По сравнению с теми разрушениями, которые постигли Лондон, ущерб, нанесенный люфтваффе в Москве, был довольно незначительным. Однако многие из самых известных зданий столицы, несмотря на маскировку, будут разрушены или сильно повреждены в течение следующих недель. Среди них были Московский университет, Художественная галерея имени Пушкина, Большой театр, Дом-музей Толстого, а также редакции газет «Правда» и «Известия». Лишь станции метрополитена были полностью безопасны во время налета. Как и в Лондоне, они стали ночными бомбоубежищами. Москвичи, в основном женщины и дети, терпеливо стояли в очередях, чтобы спуститься вниз на платформы.

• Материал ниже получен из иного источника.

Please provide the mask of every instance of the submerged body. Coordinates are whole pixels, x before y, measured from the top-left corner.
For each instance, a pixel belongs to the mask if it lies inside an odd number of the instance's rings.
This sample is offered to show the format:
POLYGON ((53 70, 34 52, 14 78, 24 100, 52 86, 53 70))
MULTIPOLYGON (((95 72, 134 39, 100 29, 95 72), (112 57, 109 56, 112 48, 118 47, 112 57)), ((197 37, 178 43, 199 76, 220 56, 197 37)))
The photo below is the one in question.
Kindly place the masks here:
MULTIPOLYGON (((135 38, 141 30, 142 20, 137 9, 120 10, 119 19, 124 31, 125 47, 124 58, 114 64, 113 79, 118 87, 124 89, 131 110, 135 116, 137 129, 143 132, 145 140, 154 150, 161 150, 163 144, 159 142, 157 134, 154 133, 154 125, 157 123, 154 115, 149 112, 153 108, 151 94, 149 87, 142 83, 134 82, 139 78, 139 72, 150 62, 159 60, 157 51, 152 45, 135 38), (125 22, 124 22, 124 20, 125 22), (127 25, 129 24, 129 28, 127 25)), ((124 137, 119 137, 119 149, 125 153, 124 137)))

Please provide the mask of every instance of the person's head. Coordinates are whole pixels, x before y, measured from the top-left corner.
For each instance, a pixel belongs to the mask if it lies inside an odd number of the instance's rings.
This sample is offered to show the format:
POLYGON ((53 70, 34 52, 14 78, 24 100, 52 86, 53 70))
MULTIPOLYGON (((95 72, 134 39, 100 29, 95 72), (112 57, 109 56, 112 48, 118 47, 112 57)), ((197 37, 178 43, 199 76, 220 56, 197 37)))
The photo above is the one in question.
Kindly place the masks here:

Как заметил один местный врач, везде сохранялся порядок:
Лежат они в определенном порядке. Каждая семья имеет свой участок. Стелят газеты, потом одеяла и подушки. Дети спят, а взрослые развлекаются по-разному. Пьют чай, даже с вареньем. Ходят друг к другу в гости. Тихо беседуют. Играют в домино. Несколько пар шахматистов, окруженных «болельщиками». Многие читают книгу, вяжут, штопают чулки, чинят белье – словом, устроились прочно, надолго. Места постоянные, «абонированные». По обе стороны туннеля стоят поезда, где на диванах спят маленькие дети[600].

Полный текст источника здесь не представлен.